Cameron Crowe Biography

Journalist, Screenwriter, Director (1957–)
Director Cameron Crowe began writing for Rolling Stone at age 16, an experience that would later inspire his Oscar-winning screenplay for the film Almost Famous.


Cameron Crowe was born on July 13, 1957, in Palm Springs, California. At the age of 15, he finished high school and one year later started writing for Rolling Stone. He pursued screenwriting and wrote the script for the 1982 classic Fast Times at Ridgemont High. His career has included hits such as Say Anything… and Jerry Maguire. The semi-autobiographical film Almost Famous won him an Oscar in 2000.

Early Years

Born July 13, 1957, in Palm Springs, California, Cameron Crowe is the son of a teacher and a real estate agent. Crowe graduated high school at age 15 and began writing articles for Rolling Stone magazine when he was 16. He briefly attended San Diego City College but dropped out to pursue his screenwriting career.

Hitting the Big Screen

With the screenplay for 1982's now-legendary teen comedy Fast Times at Ridgemont High, Crowe tapped into an ability to portray both the humorous and poignant aspects of teenage life.

Two years later he wrote the script for The Wild Life, a Fast Times sequel of sorts starring Chris Penn, the brother of Fast Times' star Sean Penn. The film was nowhere near as successful, but Crowe bounced back with 1989's romantic comedy Say Anything...,a film that would mark Crowe's directorial debut. In 1992 Crowe was back in the director's chair with Singles, featuring Matt Dillon and Bridget Fonda.


While Crowe's early films resonated deeply with Gen X audiences, he achieved his greatest commercial and critical success with the 1996 blockbuster Jerry Maguire, starring Tom Cruise and newcomer Renée Zellweger. Crowe earned an Academy Award nomination for Best Original Screenplay for the film.

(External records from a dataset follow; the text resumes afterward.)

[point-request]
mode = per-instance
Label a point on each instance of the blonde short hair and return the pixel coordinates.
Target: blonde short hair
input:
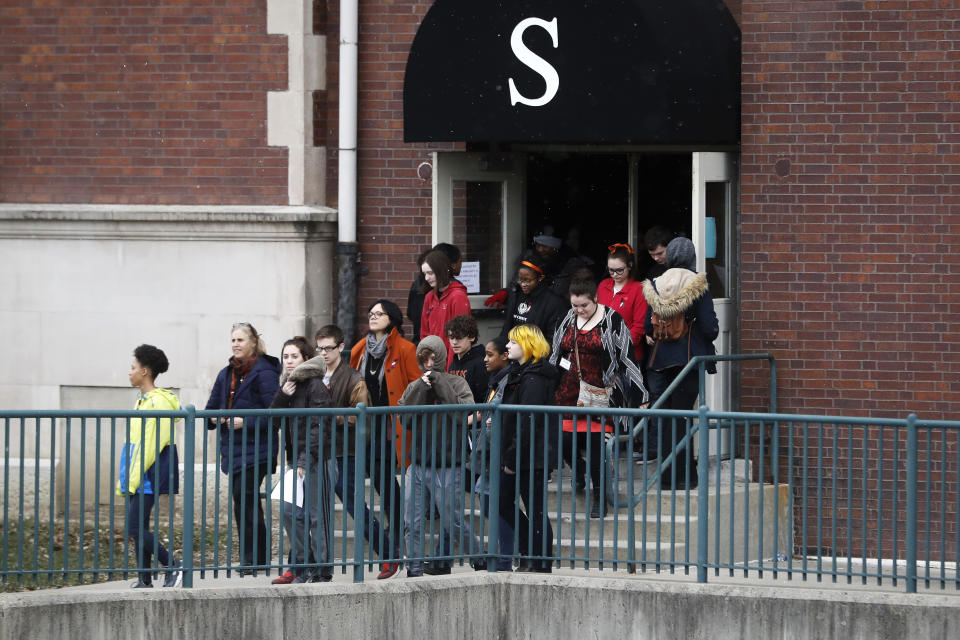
(530, 338)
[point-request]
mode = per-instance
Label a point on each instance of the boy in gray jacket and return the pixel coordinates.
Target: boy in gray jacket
(438, 448)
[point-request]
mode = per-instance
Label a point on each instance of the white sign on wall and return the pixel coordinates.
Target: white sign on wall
(470, 276)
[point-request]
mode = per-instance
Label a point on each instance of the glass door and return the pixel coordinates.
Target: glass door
(714, 236)
(478, 202)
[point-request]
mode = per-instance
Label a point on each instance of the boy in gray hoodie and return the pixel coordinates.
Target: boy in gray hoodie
(438, 447)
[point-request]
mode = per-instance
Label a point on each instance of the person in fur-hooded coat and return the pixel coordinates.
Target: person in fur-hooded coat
(308, 447)
(679, 290)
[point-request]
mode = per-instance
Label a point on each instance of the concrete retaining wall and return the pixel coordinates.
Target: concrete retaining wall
(481, 606)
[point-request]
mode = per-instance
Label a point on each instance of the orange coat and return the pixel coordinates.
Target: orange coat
(401, 369)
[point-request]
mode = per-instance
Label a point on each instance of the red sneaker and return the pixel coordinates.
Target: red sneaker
(286, 578)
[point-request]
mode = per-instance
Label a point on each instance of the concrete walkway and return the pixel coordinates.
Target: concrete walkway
(262, 581)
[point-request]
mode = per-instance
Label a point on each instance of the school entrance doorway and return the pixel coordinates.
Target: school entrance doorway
(600, 123)
(491, 204)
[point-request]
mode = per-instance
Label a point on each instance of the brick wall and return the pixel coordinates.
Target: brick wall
(851, 162)
(147, 102)
(850, 167)
(393, 202)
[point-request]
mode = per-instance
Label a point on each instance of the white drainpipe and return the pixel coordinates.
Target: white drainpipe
(347, 171)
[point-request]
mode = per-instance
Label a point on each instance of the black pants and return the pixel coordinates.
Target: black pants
(138, 528)
(578, 445)
(672, 431)
(248, 511)
(533, 527)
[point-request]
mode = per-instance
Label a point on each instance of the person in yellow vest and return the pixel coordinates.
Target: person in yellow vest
(149, 465)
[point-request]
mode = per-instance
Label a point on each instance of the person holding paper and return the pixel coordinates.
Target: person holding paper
(307, 446)
(532, 300)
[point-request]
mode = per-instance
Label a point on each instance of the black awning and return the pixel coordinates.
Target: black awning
(627, 71)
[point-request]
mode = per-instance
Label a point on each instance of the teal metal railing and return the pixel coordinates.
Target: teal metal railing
(814, 497)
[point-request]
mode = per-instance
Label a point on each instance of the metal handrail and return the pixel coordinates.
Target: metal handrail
(640, 430)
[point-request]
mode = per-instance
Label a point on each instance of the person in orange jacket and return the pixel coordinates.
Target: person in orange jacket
(388, 363)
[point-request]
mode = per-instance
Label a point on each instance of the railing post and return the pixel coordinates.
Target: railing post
(912, 503)
(493, 486)
(189, 455)
(359, 514)
(703, 475)
(773, 384)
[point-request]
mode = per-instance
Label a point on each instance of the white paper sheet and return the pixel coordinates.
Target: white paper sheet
(470, 276)
(292, 485)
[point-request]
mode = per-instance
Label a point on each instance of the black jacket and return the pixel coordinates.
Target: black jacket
(305, 440)
(438, 439)
(534, 437)
(472, 368)
(542, 307)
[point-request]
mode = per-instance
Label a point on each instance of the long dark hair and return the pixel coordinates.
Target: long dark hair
(302, 344)
(583, 284)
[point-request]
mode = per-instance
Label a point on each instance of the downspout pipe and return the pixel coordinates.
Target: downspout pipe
(347, 248)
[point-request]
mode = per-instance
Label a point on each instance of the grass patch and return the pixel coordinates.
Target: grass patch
(40, 555)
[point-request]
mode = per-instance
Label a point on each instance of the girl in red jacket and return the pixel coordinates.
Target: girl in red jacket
(446, 299)
(622, 293)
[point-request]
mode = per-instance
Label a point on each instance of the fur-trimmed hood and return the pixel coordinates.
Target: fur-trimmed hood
(313, 368)
(674, 292)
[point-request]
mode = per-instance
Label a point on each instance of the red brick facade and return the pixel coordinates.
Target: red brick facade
(850, 171)
(850, 166)
(849, 163)
(149, 103)
(393, 202)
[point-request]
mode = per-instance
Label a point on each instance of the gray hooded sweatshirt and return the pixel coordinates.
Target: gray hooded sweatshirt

His next undertaking, 2000's Almost Famous, was a semiautobiographical story of an aspiring teenage rock journalist hired by Rolling Stone to go on tour with an up-and-coming band. The film was a success at the box office and with critics, winning a Golden Globe for Best Film Comedy and an Academy Award for Crowe for Best Original Screenplay.

Other Notable Work

In 2001, Crowe took his output in a different direction with his remake of the Spanish film Open Your Eyes titled Vanilla Sky. Starring Penelope Cruz and Tom Cruise, the much-hyped sci-fi romantic thriller was a real departure for Crowe, and it didn't do well at the box office and left critics divided. Other films followed, such as Elizabethtown (2005), Pearl Jam Twenty (2011) and We Bought a Zoo (2011), but Crowe has not yet been able to repeat his earlier box-office success.

Personal Life

In 1986, Crowe married musician Nancy Wilson, a member of rock group Heart. Their twin boys William and Curtis were born in 2000. The couple separated in 2008 and divorced in 2010. Crowe is the author of two books: Fast Times at Ridgemont High: A True Story (1981) and Conversations With Wilder (1999).